The MetaData Song
Updated: Feb 25, 2022
Metadata is "data that provides information about other data", but not the content of the data, such as the text of a message or the image itself. There are many distinct types of metadata, including:
Descriptive metadata — the descriptive information about a resource. It is used for discovery and identification. It includes elements such as title, abstract, author, and keywords.
Structural metadata — metadata about containers of data and indicates how compound objects are put together, for example, how pages are ordered to form chapters. It describes the types, versions, relationships and other characteristics of digital materials.
Administrative metadata — the information to help manage a resource, like resource type, permissions, and when and how it was created.
Reference metadata — the information about the contents and quality of statistical data.
Statistical metadata, also called process data, may describe processes that collect, process, or produce statistical data.
Legal metadata — provides information about the creator, copyright holder, and public licensing, if provided.
Metadata is not strictly bounded to one of these categories, as it can describe a piece of data in many other ways.
In Popular Culture
One of the first satirical examinations of the concept of Metadata as we understand it today is American Science Fiction author Hal Draper's short story, MS Fnd in a Lbry (1961). Here, the knowledge of all Mankind is condensed into an object the size of a desk drawer, however the magnitude of the metadata (e.g. catalog of catalogs of... , as well as indexes and histories) eventually leads to dire yet humorous consequence for the human race. The story prefigures the modern consequences of allowing metadata to become more important than the real data it is concerned with, and the risks inherent in that eventuality as a cautionary tale.

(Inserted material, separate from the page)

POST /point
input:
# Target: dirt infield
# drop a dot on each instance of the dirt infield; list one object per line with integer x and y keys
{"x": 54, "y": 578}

Administration and Management
Metadata can be stored either internally, in the same file or structure as the data (this is also called embedded metadata), or externally, in a separate file or field from the described data. A data repository typically stores the metadata detached from the data, but can be designed to support embedded metadata approaches. Each option has advantages and disadvantages:
Internal storage means metadata always travels as part of the data they describe; thus, metadata is always available with the data, and can be manipulated locally. This method creates redundancy (precluding normalization), and does not allow managing all of a system's metadata in one place. It arguably increases consistency, since the metadata is readily changed whenever the data is changed.
External storage allows collocating metadata for all the contents, for example in a database, for more efficient searching and management. Redundancy can be avoided by normalizing the metadata's organization. In this approach, metadata can be united with the content when information is transferred, for example in Streaming media; or can be referenced (for example, as a web link) from the transferred content. On the down side, the division of the metadata from the data content, especially in standalone files that refer to their source metadata elsewhere, increases the opportunities for misalignments between the two, as changes to either may not be reflected in the other.
Metadata can be stored in either human-readable or binary form. Storing metadata in a human-readable format such as XML can be useful because users can understand and edit it without specialized tools. However, text-based formats are rarely optimized for storage capacity, communication time, or processing speed. A binary metadata format enables efficiency in all these respects, but requires special software to convert the binary information into human-readable content.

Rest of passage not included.